We report results obtained by training ResNet-50, ResNet-101, ResNet-152, and VGG-16 on the ImageNet-1k data set.
As training ResNet-50 has become a reference benchmark, we investigated performances of our method on such problem, for different settings. To maximize CPU usage, and to exploit the large memory available on CPU nodes, we use a local mini-batch size of 512 or 1024 samples. From the achieved accuracy values, shown in Table I, it can be seen that we manage to reach state-of-the-art accuracy on up to 64 nodes, with a batch size of 32k samples: the total training time, not considering network setup, is of 503 minutes. Keeping the number of nodes at 64 and using a larger batch size results in a slight loss of accuracy and a speed-up of 10%. Running the parallel training on 128 nodes, we still reach a reasonable accuracy for a total mini-batch size of 64k samples, in 260 minutes: in comparison to [MLPerf], where the target accuracy was 74.9%, we clearly outperform the best results obtained on CPUs, even accounting for the difference between total execution and training time, which never exceeded 10 minutes. From the reported results, we can see that employing a larger batch size on 128 nodes results in a large loss of accuracy. In Figure 1, top-1 error for full training of ResNet-50 networks is shown. For each combination of node count and aggregate batch size, we plot the results of the training run which reached the lowest validation error.
Iv-C2 Other Architectures
Table I lists the results we obtained training other CNNs. It is clear that we are able to reach state-of-the-art accuracy for all ResNet topologies. More importantly, our method is also capable of training VGG-16 with a mini-batch size of 16k samples, even though this is known to be a difficult task [DBLP:journals/corr/abs-1708-03888].
In order to fairly assess our method’s performances, we did not adapt the hyper-parameters for the different topologies. The only tuning we performed, was to extend the warm-up phase to 20 epochs (thus, two ninth of the total training) when running on 64 or 128 nodes.
In this work, we proposed a new algorithm for distributed training, named DC-S3GD, which allows for the overlap of computation and communication by averaging in the parameter space (weights) and applying a first-order correction to gradients. We showed that this approach can achieve state-of-the-art results for parallel DL training.
Many aspects could be improved, for example, more sophisticated methods, like LARS [DBLP:journals/corr/abs-1708-03888], or Adam [Adam], could be used as local optimizers.

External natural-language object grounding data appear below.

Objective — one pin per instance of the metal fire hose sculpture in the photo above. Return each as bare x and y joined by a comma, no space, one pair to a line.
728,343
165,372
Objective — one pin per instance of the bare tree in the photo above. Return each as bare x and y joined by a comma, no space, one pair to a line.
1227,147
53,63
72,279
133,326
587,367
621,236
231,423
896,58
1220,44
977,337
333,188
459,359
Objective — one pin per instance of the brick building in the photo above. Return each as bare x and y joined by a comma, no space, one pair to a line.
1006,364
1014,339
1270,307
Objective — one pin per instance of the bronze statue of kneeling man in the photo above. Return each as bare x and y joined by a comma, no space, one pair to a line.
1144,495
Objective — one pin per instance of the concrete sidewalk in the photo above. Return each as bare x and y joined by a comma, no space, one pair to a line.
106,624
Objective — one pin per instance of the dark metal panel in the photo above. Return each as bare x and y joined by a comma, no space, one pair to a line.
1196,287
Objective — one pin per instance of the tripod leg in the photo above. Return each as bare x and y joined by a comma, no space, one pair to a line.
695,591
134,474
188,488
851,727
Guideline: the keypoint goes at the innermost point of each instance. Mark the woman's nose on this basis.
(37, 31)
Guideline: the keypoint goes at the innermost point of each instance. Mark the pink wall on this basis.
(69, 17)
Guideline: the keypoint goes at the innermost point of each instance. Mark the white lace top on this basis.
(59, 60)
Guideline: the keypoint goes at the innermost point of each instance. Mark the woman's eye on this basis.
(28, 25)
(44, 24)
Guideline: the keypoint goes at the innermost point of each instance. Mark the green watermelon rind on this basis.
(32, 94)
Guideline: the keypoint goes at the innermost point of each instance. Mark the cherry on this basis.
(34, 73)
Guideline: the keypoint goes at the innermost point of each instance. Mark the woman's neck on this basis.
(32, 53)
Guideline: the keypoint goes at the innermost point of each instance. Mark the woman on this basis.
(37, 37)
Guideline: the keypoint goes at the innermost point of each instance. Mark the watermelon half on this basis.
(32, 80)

Another possible enhancement would be to allow more out-of-sync minimization steps to be taken by local optimizers, and to see how this influences performances, in terms of time-to-accuracy.
To reduce the error introduced in the correction step, the pseudo-Hessian could be replaced by an analytical version of the Hessian matrix.
In terms of maximum achieved accuracy, we ran some preliminary tests with a larger number of iterations, and in some cases, extending the training to 100 or 120 epochs could improve the accuracy of 0.2-0.8%, even for the case of 128k samples per batch.
We believe this approach could also be applied to train neural networks of other types, such as those used for Natural Language Processing, or Reinforcement Learning, if a data-parallel scheme can be adopted.